Vous me citez une phrase de Sarkozy... Je pourrais opposer à votre argument spécieux, le niveau en français d’un De Gaulle ou d’un Mitterrand, pour respecter une symétrie absurde. En l’occurrence, ici, restons en au général : globalement, le niveau scolaire des jeunes (musulmans) en banlieue est très très dramatique. Ca se saurait, s’il en était autrement. Peut-être que dans 2 siècles, ca sera très "roots" de dire "zaama" ou "wallah la race de ta mère" (je ne suis pas expert en patois beur...), qui sait.. Mais en attendant, je crois que je vais en rester à Balzac et à Proust...
Ce que nous faisons vous et moi pour sortir les Musulmans du marasme qu’ils vivent ?..
D’abord vous établissez toute une série de parallèles qui n’engagent que vous. Vous ne savez rien de moi, et vice versa. Vos "nous gonfler d’orgueil en expliquant aux "gaulois" pour reprendre votre expression que nous sommes les exceptions qui confirment la régle ", ou bien "Nous reproduisons exactement ce que nous dénonçons, un systéme colonial, celui de nos ancêtres qui furent choisi pour montrer une autre image de l’islam, sans se rendre compte que nous restons aux yeux des "gaulois", les mêmes bougnoules que les autres." et j’en passe, sont relativement imprudents, tant vous ne savez pas ma posture dans la société, relativement à ces problèmes. Et je ne suis pas ici pour vous parler de ma vie. Restons en là donc, en ce qui concerne ces choses là , et ne concluez pas si hâtivement, quant à ma supposée soumission néo coloniale, face aux "Gaulois". Respecter leur culture, leur vision de leur pays, qu’ils ont mis 2000 ans à construire, combien même bénéficierais-je d’une récente nationalité française, ne signifie pas une seule seconde, courber l’échine devant eux. Les respecter, les entendre, c’est les respecter et les entendre. Pas autre chose. (tout en faisant la part de la propagande anti Islam qui ne fait rien pour calmer les choses, au contraire...).
Par ailleurs, je suis ici sur un forum, pour discuter, confronter mes idées à celles d’autres personnes. Pour trouver des solutions, il faut aller ailleurs : militer dans un parti, une association, que sais-je ? Et bon courage, ceci dit... Pas sorti de l’auberge... Comment voulez-vous qu’un quidam comme moi, là , ici, crac, miraculeusement, connaisse la solution à un problème aussi gigantesque ! Je me garderais d’avoir une telle prétention, partant du principe que psalmodier des voeux pieux ici, ne fait pas avancer le schmilblic d’un iota !
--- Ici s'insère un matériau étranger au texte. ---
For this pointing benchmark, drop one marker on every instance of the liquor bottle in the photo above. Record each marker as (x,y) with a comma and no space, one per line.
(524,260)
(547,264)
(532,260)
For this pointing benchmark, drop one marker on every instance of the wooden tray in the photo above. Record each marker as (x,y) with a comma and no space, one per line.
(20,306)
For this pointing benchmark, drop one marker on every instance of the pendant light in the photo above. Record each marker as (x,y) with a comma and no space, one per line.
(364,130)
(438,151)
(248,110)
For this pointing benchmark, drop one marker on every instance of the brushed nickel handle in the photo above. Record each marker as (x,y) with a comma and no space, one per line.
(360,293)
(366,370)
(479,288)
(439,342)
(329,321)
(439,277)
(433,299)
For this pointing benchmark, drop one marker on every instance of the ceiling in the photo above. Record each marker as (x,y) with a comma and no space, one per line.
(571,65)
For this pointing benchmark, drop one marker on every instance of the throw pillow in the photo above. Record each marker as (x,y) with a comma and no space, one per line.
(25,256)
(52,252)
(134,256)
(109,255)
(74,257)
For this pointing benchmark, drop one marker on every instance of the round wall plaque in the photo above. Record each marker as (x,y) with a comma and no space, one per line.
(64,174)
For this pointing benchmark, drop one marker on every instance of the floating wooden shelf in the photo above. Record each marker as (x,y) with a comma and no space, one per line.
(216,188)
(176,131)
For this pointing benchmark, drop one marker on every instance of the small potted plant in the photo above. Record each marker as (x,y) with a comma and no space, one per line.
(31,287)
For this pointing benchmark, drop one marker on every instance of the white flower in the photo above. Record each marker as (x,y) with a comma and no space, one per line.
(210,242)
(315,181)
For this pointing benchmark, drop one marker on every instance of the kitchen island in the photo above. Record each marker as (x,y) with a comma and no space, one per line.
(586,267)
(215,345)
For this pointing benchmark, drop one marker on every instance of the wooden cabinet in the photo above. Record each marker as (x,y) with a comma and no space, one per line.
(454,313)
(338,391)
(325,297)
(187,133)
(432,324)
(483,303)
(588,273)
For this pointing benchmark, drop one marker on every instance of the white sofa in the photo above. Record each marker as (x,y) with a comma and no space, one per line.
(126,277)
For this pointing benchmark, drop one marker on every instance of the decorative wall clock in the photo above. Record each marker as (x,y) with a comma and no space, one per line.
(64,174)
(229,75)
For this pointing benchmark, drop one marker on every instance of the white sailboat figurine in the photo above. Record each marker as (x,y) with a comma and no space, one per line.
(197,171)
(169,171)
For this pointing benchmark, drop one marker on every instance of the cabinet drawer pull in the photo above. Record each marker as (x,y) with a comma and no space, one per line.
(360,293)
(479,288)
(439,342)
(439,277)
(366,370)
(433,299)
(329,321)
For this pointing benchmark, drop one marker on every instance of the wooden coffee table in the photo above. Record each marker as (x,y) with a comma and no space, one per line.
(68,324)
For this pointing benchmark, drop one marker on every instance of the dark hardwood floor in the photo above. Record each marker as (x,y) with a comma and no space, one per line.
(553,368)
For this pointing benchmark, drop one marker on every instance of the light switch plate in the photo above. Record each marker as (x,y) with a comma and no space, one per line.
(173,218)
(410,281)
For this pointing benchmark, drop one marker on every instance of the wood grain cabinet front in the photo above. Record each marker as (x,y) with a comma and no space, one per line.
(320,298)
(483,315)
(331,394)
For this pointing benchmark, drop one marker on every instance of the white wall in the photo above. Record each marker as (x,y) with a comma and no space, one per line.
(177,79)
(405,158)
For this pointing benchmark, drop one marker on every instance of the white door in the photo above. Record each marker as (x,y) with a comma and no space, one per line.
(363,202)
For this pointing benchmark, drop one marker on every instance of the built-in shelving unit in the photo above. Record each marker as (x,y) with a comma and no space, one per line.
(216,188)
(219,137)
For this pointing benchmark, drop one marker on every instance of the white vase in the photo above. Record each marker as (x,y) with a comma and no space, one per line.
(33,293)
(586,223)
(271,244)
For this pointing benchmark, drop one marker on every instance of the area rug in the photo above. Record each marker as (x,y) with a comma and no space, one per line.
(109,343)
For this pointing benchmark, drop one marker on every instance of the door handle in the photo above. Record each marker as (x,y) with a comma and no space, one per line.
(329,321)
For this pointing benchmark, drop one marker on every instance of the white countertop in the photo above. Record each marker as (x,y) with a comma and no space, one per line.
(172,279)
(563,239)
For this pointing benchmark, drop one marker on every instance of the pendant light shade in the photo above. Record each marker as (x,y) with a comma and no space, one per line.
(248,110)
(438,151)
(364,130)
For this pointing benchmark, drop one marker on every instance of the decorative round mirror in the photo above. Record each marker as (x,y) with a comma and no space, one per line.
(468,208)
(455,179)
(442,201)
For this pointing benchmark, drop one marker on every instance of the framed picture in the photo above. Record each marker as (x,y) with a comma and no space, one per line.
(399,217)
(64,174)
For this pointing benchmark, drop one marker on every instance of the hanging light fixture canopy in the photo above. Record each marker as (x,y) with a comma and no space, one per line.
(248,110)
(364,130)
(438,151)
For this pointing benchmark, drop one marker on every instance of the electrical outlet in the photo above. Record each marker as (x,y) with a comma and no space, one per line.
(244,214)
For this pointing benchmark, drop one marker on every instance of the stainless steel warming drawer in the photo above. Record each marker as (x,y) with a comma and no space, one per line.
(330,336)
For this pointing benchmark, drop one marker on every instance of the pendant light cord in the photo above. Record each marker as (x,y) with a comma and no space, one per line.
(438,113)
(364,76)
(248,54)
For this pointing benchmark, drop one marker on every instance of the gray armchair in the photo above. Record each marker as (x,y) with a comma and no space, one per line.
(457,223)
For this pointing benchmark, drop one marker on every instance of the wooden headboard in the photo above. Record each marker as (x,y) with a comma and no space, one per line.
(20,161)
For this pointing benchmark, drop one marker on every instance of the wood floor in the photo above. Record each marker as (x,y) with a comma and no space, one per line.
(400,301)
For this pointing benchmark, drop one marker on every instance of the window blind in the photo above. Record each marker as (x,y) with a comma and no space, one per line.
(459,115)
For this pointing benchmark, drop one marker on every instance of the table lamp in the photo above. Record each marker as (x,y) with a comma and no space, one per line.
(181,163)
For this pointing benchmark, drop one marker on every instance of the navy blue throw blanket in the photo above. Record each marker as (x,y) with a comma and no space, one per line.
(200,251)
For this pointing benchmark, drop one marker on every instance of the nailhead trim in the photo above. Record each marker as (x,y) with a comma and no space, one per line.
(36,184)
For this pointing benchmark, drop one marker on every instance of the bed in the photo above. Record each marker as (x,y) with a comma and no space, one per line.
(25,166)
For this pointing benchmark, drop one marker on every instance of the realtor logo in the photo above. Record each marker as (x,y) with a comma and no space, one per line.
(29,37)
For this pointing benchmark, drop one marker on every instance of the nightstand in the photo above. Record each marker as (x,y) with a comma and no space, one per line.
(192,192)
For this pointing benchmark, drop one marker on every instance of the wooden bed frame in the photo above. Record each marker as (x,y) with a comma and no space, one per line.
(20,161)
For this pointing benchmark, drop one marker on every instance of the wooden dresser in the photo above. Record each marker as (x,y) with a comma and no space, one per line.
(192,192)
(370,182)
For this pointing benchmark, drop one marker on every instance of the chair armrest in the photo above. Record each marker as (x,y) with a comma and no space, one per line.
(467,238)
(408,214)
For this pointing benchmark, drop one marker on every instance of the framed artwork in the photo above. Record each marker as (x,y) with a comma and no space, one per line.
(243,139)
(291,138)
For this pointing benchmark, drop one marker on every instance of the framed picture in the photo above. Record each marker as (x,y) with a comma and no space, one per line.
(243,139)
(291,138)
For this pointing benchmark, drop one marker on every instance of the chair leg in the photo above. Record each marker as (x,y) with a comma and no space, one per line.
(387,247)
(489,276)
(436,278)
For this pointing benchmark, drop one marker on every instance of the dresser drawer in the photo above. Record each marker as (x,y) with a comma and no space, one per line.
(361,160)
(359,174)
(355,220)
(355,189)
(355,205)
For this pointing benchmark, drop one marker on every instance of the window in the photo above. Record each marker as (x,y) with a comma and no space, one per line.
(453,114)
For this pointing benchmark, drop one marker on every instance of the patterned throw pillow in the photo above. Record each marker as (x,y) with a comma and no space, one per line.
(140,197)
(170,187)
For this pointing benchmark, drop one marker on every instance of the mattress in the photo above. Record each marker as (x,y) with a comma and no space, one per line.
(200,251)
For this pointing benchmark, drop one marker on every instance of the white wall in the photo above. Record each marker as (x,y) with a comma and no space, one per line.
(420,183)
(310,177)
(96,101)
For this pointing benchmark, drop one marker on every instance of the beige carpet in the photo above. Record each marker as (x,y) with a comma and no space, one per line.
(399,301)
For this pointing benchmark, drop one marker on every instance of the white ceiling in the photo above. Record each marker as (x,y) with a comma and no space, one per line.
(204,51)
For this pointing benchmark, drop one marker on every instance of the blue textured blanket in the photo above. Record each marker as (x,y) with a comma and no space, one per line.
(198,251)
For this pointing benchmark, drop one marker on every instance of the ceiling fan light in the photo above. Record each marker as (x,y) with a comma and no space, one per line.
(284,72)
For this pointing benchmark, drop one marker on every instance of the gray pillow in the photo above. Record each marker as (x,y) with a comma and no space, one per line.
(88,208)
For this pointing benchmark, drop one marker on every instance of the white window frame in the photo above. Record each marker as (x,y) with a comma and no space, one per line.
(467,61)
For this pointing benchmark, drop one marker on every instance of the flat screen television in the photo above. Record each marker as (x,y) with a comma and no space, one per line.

Quant à vous parler de ma conception de l’Islam, pourquoi pas ... Cela viendra, peut-être, ici même, lors d’un autre débat. Là , maintenant, ce serait trop long, et je ne voudrais pas bacler un tel sujet. Mais ne comptez pas sur moi pour essayer "d’apprivoiser" les musulmans de France. Je ne suis qu’un modeste citoyen sans aucune capacité charismatique, ou prosélyte.
Hayat,
Mais qu’il y ait confusion dans les genres, la part du religieux, du politique, du social etc, ne change rien à l’affaire : cette confusion justement EST LE PROBLEME.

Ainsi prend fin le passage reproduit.